Objectives: This study sought to evaluate the utility of the Determine Syphilis TP test performed in Peruvian commercial sex venues for the detection of active syphilis; and determine the feasibility of integrating rapid syphilis testing for female sex workers (FSW) into existing health outreach services.

Methods: We tested 3586 female sex workers for syphilis by Determine in the field using whole blood fingerstick, and by rapid plasma reagin (RPR) and Treponema pallidum haemagglutination assay (TPHA) in a central laboratory in Lima using sera.

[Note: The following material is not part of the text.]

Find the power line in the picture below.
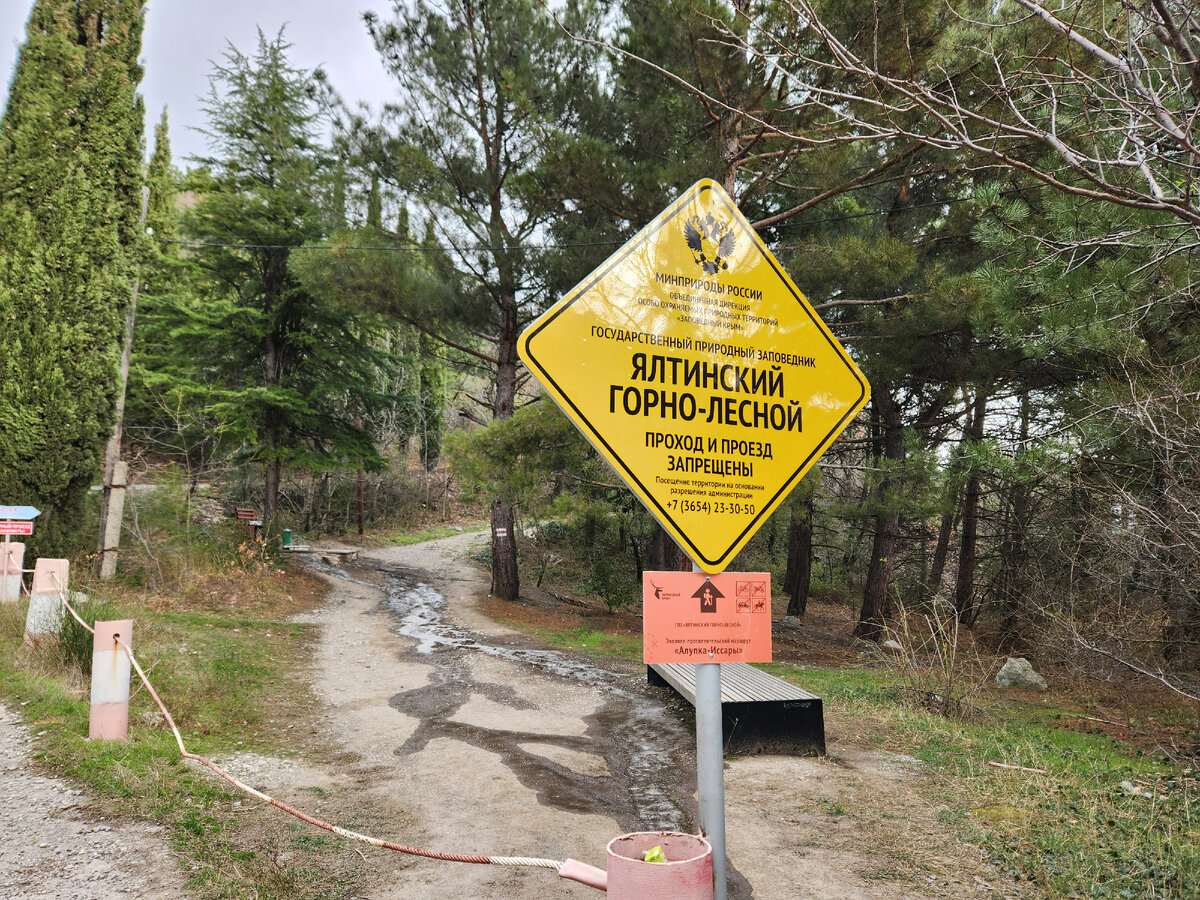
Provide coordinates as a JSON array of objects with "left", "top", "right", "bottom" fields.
[{"left": 155, "top": 187, "right": 1033, "bottom": 253}]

Results: 97.4% of the FSW offered rapid syphilis testing participated; and among those who tested positive, 87% visited the local health centre for treatment. More than twice as many specimens were RPR reactive using serum in Lima (5.7%) than tested positive by whole blood Determine in the field (2.8%), and although most were confirmed by TPHA, only a small proportion (0.7%) were RPR reactive at ⩾1:8 dilutions, and likely indicating active syphilis. Sensitivity, specificity and positive predictive value of the Determine Syphilis TP test in whole blood when compared to serum RPR reactivity at any dilution confirmed by TPHA as the gold standard were 39.3%, 99.2% and 71.4%, respectively. Sensitivity improved to 64.0% when using serum RPR ⩾1:8 confirmed by TPHA. Invalid tests were rare (0.3%).

Conclusions: Rapid syphilis testing in sex work venues proved feasible, but Determine using whole blood obtained by fingerstick was substantially less sensitive than reported in previous laboratory-based studies using serum. Although easy to perform in outreach venues, the utility of this rapid syphilis test was relatively low in settings where a large proportion of the targeted population has been previously tested and treated.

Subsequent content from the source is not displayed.